The restaurants slated to open this fall or early next year include SixtyFour -- A Wine Bar; Quiubo, which offers Mexican fine dining; Santo Cielo, a farm-to-table restaurant with a rotating menu; Blue Sushi, an upscale Japanese restaurant; and State & Main, a British-style pub popular in Canada.
"These are restaurants that you would see in downtown Chicago," council member Kevin Gallaher said.
Before they open, the restaurants need city permission to sell alcohol. And because they'd like to sell drinks after 11 p.m., they each need a late-night permit, which doesn't come automatically.
The city sets two caps on the number of late-night permits it will give -- one for the downtown and another for the rest of the city -- in an effort to control the city's night scene.
The downtown cap is at 19, but the quality of restaurants coming to Water Street made council members say they're comfortable increasing it to 24.

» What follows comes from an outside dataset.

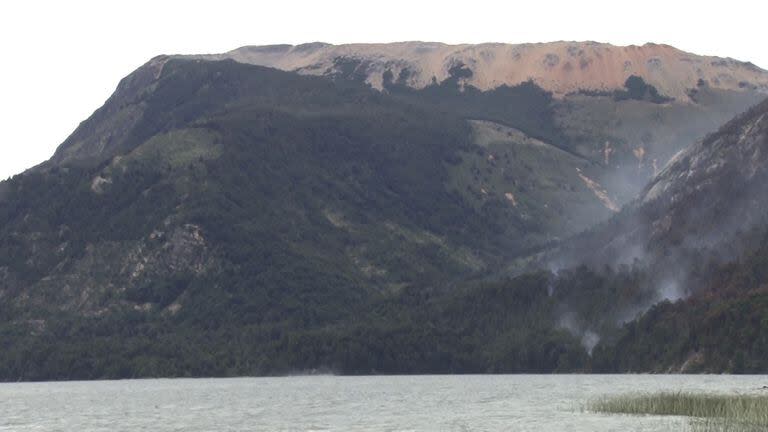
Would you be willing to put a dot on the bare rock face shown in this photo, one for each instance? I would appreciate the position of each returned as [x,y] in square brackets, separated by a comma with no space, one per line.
[560,67]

"I know it's a big number, but it's a big district," Mayor and Liquor Commissioner Steve Chirico said about the development featuring a hotel, parking garage, restaurants, shops, Riverwalk improvements, plazas and public art. "It's not so much about the quantity of licensees that we're going to have in our downtown; it's the quality."
The late-night permit allows sale of alcohol until 1 a.m. on weekdays and 2 a.m. on weekends.
The Water Street District already could spur other development nearby.
The city council also gave preliminary approval to plans to demolish four houses at the southeast corner of Aurora Avenue and Webster Street and replace them with six townhouses in a development called Charleston Row Homes.
The development is being designed for land originally intended for lower-density housing, and the row homes will be 3½ stories tall instead of the 3 stories typically allowed. But city staff members said the row homes seem appropriate because of the trend of development in the area, especially with the Water Street District to the north. Council members agreed unanimously.